Similarly the heightmap value is used to determine if the player is close enough to cause maggots to notice them and start chasing.  Probably faster than working out the 'true' distance, and avoids maggots being able to see you through a wall.

Earlier versions of the procedural map generator would occasionally produce areas that were inaccessible.  The heightmap only holds values for areas that are accessible, so I was able to use it to identify these areas and avoid spawning anything in there.

The heightmap is also used when determining where to spawn fresh enemies.  As well as never spawning an enemy in a location visible on the screen I sometimes want to make sure an enemy is at a minimum distance.  For instance that crazy purple one I mentioned earlier has a special scream/roar sound when it spawns, so I want a little delay before it actually reaches the player's screen.  Simply limit spawning to areas with the correct range of values on the heightmap.

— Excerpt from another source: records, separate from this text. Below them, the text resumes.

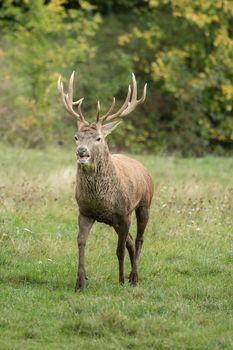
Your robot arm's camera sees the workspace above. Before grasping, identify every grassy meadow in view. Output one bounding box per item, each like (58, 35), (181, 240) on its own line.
(0, 145), (233, 350)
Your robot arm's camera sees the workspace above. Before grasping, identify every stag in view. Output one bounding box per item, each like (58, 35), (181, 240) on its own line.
(58, 72), (153, 290)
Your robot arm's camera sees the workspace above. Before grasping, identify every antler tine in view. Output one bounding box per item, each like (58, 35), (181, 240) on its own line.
(100, 85), (131, 123)
(99, 73), (147, 123)
(98, 97), (116, 121)
(57, 71), (88, 124)
(96, 101), (100, 123)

This one didn't make it into the final game, but it is possible to simply reverse how enemies react to the heightmap and they'll produce rather convincing fleeing behaviour.  Typically their fleeing would lead them into a dead-end corner of a building where they would sit quivering.

The future!

I'm very interested in using multiple heightmaps, and having entities switch between which they're following depending on what behaviour they should be producing at the time.  A "take cover" heightmap could be produced with areas that are out of line of sight of the player being the most bright.  Each entity could make up its own mind on if it would be best chasing, fleeing, or taking cover and pick the corresponding heightmap to follow.  Imagine hundreds of tiny infantry units scurrying behind cover as the player's mechanical war machine stomps by.

This was actually the plan from the start for what became Maggot Blaster, but such is the way of games.